Siully is a renaissance woman leading teams all over the world. She connects the dots between people, processes, and the Integrated Projects' product lines. During her time, she's fostered the growth of the largest BIM network in the world spanning 8 time zones digitizing 6 buildings per day. When she's not designing execution plans or managing the day-to-day, she's expanding her film repertoire.
What folks are you following that you feel are positively impacting the built environment in their own way?
Oh man. Liz Voeller is brilliant. Her perspective on climate, efficiency, industrial infrastructure, down to materials is one we should all be paying close attention to. Florent Poux’s research on semantic segmentation is massive for reality capture, and the AEC industry.
What’s the most common thing you hear from your users or clients?
Verbatim? “This is great”. Most of our users have a lot to say about the status quo software they use to model. They’re not very pleased. They use BIMIT and the hassle, that “ugh”, dissolves. It allows them to focus on higher value tasks, streamline workflows, reduce budgets, it’s incredible. When we circle back, we’re consistently hearing that BIMIT is a toolbox favorite.
Any advice for a building owner trying to understand digital transformation?
Assumptions can get expensive. Verify what you’ve got. You’ve already made the investment in purchasing the property, you own it, you should be the expert. Due diligence keeps you in the captain's chair.
What’s something you believe that no one else seems to believe?
What a digital twin actually is. A digital twin requires real-time data input/output to be defined as such. It seems everyone else thinks it’s any old digital replica or representation of a space or object. Maybe I take “real-time” too seriously.
What’s been your biggest issue with design technology to date?
Easy. Contact forms. It’s 2022, we’re in the microwave era, everything is instant. Why, in such a technology dominant industry, do we need to wait for someone to get back in touch to get started on a project or even find out how we can get started?
A book that’s shaped your work or industry philosophy?
Winning: The Unforgiving Race to Greatness by Tim S. Grover, What is Strategy? by Michael E. Porter, Outliers: The Story of Success by Malcolm Gladwell, and Good to Great by Jim Collins. Not a day goes by that I don’t use, or at least contemplate, concepts in each of these books.
How do you describe what you do to a 5 year old?
We take pictures of the insides of buildings. Then we trace those pictures to draw a map of the building on a computer to see how big or small they are. This helps us figure out how many people or things fit, how much stuff we have, and how we can move things around without making a mess. Sometimes we just show our friends those pictures so they can figure out if they want to visit or keep the building for themselves.
What's a project that's been keeping you busy?
SCANIT. Figuring out how to do away with estimates, contact forms, negotiating, extra fees, etc. in an industry that requires so many inputs to generate one output.
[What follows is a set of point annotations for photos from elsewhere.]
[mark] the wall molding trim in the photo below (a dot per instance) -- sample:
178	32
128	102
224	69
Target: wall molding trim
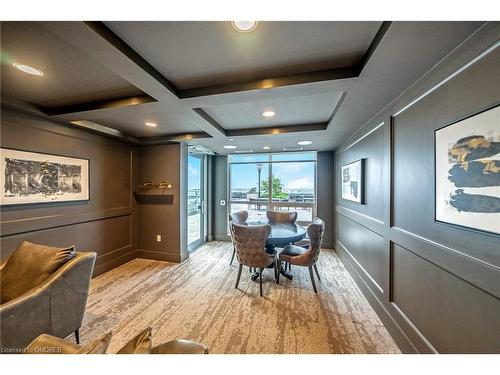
387	319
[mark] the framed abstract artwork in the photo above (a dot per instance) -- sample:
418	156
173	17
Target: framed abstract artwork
467	172
353	188
30	177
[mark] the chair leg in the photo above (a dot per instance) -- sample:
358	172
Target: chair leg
77	336
312	279
239	275
232	257
317	273
260	280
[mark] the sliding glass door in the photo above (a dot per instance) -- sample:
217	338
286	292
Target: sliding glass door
196	201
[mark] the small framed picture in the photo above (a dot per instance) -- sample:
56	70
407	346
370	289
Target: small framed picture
32	177
353	184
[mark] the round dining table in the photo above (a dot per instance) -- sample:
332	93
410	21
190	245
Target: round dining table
282	235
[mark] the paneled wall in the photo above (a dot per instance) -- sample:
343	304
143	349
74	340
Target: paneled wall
163	215
435	286
105	224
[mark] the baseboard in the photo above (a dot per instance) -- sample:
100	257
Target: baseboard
403	342
113	263
221	237
327	245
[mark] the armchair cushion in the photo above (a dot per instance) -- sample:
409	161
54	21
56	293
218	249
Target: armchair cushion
140	344
28	266
291	251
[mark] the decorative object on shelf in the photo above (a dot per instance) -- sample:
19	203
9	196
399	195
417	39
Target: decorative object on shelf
353	184
467	171
150	193
32	177
149	186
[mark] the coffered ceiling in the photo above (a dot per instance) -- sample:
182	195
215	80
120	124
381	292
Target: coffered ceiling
204	82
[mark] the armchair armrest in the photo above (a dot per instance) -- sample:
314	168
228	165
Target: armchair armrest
46	284
55	306
47	344
3	262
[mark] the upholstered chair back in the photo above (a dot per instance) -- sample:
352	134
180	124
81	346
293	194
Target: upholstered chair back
315	232
278	217
250	242
239	218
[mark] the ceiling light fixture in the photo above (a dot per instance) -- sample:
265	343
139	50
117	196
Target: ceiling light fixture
28	69
244	26
268	113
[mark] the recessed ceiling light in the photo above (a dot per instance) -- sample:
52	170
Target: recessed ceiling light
28	69
268	113
244	26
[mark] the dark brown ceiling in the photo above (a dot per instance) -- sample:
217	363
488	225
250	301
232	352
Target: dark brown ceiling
203	82
70	76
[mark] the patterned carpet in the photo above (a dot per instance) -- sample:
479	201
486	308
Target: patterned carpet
197	300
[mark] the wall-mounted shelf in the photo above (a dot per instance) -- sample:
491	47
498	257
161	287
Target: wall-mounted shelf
154	193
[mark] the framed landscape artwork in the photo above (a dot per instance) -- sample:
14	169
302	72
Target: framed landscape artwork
467	157
353	188
29	177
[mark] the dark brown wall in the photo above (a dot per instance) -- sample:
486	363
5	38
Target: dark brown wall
105	224
161	215
435	286
325	179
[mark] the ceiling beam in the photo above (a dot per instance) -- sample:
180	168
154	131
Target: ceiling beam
204	115
170	138
275	130
101	104
259	84
268	83
108	34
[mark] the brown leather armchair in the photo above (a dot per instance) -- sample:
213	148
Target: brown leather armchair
239	218
279	217
54	306
299	256
250	251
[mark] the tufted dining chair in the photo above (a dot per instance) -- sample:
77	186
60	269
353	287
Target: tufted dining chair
299	256
278	217
239	218
250	251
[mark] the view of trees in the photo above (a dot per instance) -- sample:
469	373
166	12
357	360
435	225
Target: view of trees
277	187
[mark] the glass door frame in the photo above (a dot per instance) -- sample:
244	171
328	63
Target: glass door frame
270	203
202	206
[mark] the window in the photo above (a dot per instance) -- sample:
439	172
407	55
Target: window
260	182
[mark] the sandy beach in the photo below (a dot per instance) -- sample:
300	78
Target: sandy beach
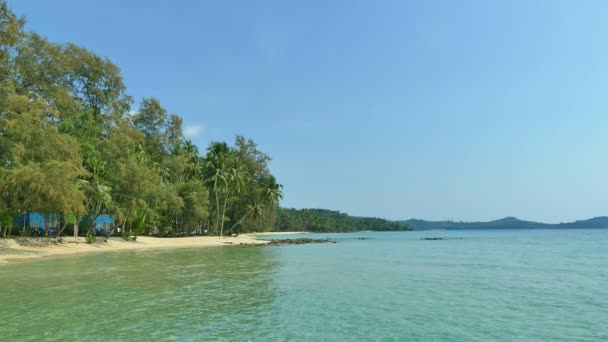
30	248
12	249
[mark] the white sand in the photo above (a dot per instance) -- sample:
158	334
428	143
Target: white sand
11	249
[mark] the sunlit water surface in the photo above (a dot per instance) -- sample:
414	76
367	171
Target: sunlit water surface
523	285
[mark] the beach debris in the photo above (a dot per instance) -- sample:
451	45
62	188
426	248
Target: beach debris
300	241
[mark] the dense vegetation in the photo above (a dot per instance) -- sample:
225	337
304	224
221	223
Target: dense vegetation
321	220
507	223
71	144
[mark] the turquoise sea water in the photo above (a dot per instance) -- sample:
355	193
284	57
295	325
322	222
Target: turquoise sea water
544	285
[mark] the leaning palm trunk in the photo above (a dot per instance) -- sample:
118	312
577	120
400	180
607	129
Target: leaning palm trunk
224	213
240	220
65	224
217	206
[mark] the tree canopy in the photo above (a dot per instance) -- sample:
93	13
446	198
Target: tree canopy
72	143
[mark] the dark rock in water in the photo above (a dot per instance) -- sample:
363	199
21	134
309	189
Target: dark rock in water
280	242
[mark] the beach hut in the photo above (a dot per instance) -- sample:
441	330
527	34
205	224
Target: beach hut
102	224
38	222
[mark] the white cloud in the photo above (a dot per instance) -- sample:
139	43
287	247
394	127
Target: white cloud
193	131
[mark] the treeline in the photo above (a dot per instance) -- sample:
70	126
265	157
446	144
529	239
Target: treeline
71	144
321	220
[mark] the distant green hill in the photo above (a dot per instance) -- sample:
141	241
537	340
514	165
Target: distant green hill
322	220
506	223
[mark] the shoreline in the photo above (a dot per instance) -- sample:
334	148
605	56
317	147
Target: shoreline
12	250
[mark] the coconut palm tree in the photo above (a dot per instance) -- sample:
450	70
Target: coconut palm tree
271	195
216	174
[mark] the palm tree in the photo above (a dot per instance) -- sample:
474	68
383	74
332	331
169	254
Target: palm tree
216	172
272	194
235	181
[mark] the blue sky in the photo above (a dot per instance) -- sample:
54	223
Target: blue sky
463	110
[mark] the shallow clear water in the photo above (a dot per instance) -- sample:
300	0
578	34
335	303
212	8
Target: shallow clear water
525	285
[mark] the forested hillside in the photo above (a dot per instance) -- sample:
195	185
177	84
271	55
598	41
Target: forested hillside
74	143
321	220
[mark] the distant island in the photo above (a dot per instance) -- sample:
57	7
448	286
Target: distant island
506	223
329	221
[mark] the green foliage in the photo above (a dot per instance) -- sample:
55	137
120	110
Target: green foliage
91	238
70	144
320	220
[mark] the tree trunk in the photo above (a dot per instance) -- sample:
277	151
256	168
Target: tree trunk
217	206
224	213
76	227
65	224
240	220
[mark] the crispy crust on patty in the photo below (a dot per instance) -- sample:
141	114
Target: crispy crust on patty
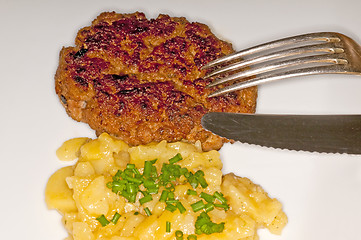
140	79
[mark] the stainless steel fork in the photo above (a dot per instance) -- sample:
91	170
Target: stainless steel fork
308	54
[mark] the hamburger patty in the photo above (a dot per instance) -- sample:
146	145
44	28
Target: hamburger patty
141	80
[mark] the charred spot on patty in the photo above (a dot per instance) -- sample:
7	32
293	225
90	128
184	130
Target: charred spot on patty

Making LiDAR scanning as accessible as we’ve been able to do with BIM through BIMIT is top of mind. Solving for that is living rent free in my mind.
Something LinkedIn doesn’t know about you?
I’m gay. J/k, they know. Industry related? I manage the largest, entirely remote, BIM network in the world. I’m the only Puerto Rican woman in the AEC industry to lead such an initiative. Non-industry related? I’ve watched 1,677 movies.